- О, Господи! – тело выгибает дугой, Мишины пальцы сжимаются на бедрах, чтобы удержать.
Член Глеба утопает в плену его рта. Язык скользит по головке, ласкает уздечку, слизывает смазку, рука медленно гладит ствол. Руки мальчика вцепляются в плечи, пах ноет, в низу живота тугой узел, закручивающийся все сильнее, жар по всему телу и желание, страсть, возбуждение все больше, все острее, все требовательней с каждым движением головы любимого, с каждым скольжением его языка. Хочется все больше и больше, быть ближе, возместить ласку, отдать себя, вознести на вершину, показать, что только с ним, только так, еще больше, чтобы мир рухнул, а они остались. Мысли бессвязные, невнятные, голова пустая, там только одно желание, пронизывающее каждую извилину. Никаких сомнений, только принадлежать, отдаться, подарить себя ему, совсем, целиком и полностью. Ему принадлежит сердце, душа, пусть возьмет и тело.
- Глеб, солнышко мое, мой неугомонный чертенок, люблю тебя, - сбивчивый шепот щекочет ухо, опаляет ни сколько словами, сколько их смыслом.
- Люблю тебя, - шепчут губы в ответ, душа поет, наполняется смыслом, все проблемы и переживания меркнут, становятся незначительными и глупыми, все – ничто, по сравнению с чувствами, которые теперь не прячутся за рамки, не скрываются в тени, теперь они свободны, как и сами те, кто их испытывает.
Миша целует снова и снова, отвлекает, сбивает с мыслей, не дает понять, что его палец уже проскользнул внутрь, размазывает смазку, заводит еще больше. Второй палец добавляет остроты, смывает все ограничители, бесстыдно раскрывает тело, изгибает его. Оно требует большего. Слова мольбы уже готовы сорваться с языка, чтобы сказать, попросить, потребовать, но Миша знает, какой он нетерпеливый, торопливый, знает его тело, знает его желания, сам сгорает в них. Хочет. Обладать.

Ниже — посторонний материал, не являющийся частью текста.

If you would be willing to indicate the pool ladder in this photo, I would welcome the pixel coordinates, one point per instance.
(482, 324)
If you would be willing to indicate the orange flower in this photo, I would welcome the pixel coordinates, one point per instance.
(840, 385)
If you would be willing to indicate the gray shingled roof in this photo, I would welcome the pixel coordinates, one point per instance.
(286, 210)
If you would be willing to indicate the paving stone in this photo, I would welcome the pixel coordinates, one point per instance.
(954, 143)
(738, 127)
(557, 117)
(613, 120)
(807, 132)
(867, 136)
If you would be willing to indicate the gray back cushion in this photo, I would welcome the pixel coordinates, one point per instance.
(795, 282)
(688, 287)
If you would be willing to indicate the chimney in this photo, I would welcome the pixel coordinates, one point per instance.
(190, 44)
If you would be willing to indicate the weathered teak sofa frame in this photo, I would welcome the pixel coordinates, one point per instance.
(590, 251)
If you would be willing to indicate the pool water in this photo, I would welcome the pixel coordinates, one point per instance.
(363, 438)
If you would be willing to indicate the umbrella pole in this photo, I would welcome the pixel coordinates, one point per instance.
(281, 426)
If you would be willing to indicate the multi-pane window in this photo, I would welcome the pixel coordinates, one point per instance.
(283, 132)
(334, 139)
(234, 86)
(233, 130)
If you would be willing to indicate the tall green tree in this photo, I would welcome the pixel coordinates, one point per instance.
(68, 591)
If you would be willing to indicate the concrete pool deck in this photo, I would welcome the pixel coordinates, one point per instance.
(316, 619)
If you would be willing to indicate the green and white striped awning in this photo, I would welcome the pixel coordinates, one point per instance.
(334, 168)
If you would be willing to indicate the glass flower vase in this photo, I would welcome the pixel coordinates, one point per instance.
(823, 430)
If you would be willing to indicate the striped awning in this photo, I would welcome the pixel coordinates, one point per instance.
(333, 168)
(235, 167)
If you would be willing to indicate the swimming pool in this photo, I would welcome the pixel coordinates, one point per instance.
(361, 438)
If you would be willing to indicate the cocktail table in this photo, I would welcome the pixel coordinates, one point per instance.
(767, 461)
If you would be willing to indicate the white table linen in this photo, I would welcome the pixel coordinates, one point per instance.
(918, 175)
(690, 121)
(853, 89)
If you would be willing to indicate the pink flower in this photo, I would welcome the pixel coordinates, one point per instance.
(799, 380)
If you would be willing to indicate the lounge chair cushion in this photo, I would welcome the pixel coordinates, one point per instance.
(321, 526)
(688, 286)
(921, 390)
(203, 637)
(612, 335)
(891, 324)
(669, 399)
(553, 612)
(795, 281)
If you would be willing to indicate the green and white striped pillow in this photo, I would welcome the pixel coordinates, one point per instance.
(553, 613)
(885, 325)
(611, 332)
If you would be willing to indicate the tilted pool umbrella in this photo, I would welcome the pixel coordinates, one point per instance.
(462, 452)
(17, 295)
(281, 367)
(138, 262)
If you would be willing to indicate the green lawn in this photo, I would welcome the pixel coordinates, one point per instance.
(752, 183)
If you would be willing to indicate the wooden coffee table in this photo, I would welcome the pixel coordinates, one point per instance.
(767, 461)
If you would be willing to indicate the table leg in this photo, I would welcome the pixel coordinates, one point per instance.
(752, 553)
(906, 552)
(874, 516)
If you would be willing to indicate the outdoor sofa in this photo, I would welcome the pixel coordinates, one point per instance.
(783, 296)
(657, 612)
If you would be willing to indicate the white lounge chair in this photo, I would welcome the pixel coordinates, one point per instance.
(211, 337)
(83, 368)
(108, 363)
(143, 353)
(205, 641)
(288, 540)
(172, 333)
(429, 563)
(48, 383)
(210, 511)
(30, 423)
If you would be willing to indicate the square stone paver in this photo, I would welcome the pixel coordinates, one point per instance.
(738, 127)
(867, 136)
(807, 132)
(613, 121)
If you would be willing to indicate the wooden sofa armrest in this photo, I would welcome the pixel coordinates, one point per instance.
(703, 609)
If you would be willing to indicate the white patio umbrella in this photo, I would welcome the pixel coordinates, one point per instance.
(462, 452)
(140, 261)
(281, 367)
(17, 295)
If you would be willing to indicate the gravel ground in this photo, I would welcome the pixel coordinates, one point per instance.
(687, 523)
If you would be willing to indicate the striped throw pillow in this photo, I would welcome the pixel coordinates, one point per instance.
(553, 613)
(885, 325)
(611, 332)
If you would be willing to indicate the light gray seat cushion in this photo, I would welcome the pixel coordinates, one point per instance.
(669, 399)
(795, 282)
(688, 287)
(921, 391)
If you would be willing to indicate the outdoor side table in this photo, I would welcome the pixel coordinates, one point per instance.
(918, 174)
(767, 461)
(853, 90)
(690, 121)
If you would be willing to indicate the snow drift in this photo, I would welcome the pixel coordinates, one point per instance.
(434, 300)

Стоны сливаются в развратную мелодию, ласкающую слух любовников, улетающую прочь из комнаты через приоткрытое окно. Миша заполняет тело любимого, чувствует его жар, наслаждается, парит, дарит наслаждение в ответ. Пьянеет от чувств, которые открыто, выражаются через жадные поцелуи, громкие стоны, руки, цепляющиеся за его плечи. Ноги оставляют следы, царапины украшают часть спины снизу, сверху. Губы, зубы заменяют друг друга в попытке доставить сладкую боль и не менее сладкое удовольствие. Они стремятся заклеймить, отметить, указать всем, кому принадлежит этот человек. Разум не властен, только голые животные инстинкты живут в этот момент. Реальная жизнь будет позже, потом, через долгие минуты. Сейчас только сказка, сладкая нереальность только для них, только с ними.
- Черт, Глеб, не дергайся! – Миша злиться, ему уже, какую минуту не удается смазать синяки, расцветающие на теле мальчика.
Тот постоянно дергается, извивается, хихикает и шипит от боли, но не может усидеть и секунды.
- Миш, мне щекотно, - с едва сдерживаемым смешком, - и больно, - расстроено и грустно.
- Солнце, потерпи немного, еще пара мазков и все.
Глеб, наконец, замер. Миша быстро закончил и оставил мальчика в покое. Вид избитого тела, до сих пор нагонял лютую злость, хотелось убить одного конкретного человека. Отец Глеба выпьет еще немало их крови. Пусть не напрямую, но косвенно. Парень понимал, что спокойствие Глеба не продлиться долго. Скоро он отойдет от стресса и переживаний, оклемается и начнет думать. А когда все еще раз обдумает, то придет к выводам, что совершил глупый поступок. И тогда, тогда Мише придется постараться, чтобы не дать окончательно запутаться в своих страхах и сомнениях, не дать уйти. Парень вздохнул и проводил взглядом фигурку любимого, который слегка сгорбившись, прошествовал на кухню за очередной чашкой кофе. Они старались дотянуть до позднего вечера, чтобы не лечь снова спать. Не хотелось сбивать режим дня перед учебой.
***
- Саша, Саш, - требовательные касания материнских рук.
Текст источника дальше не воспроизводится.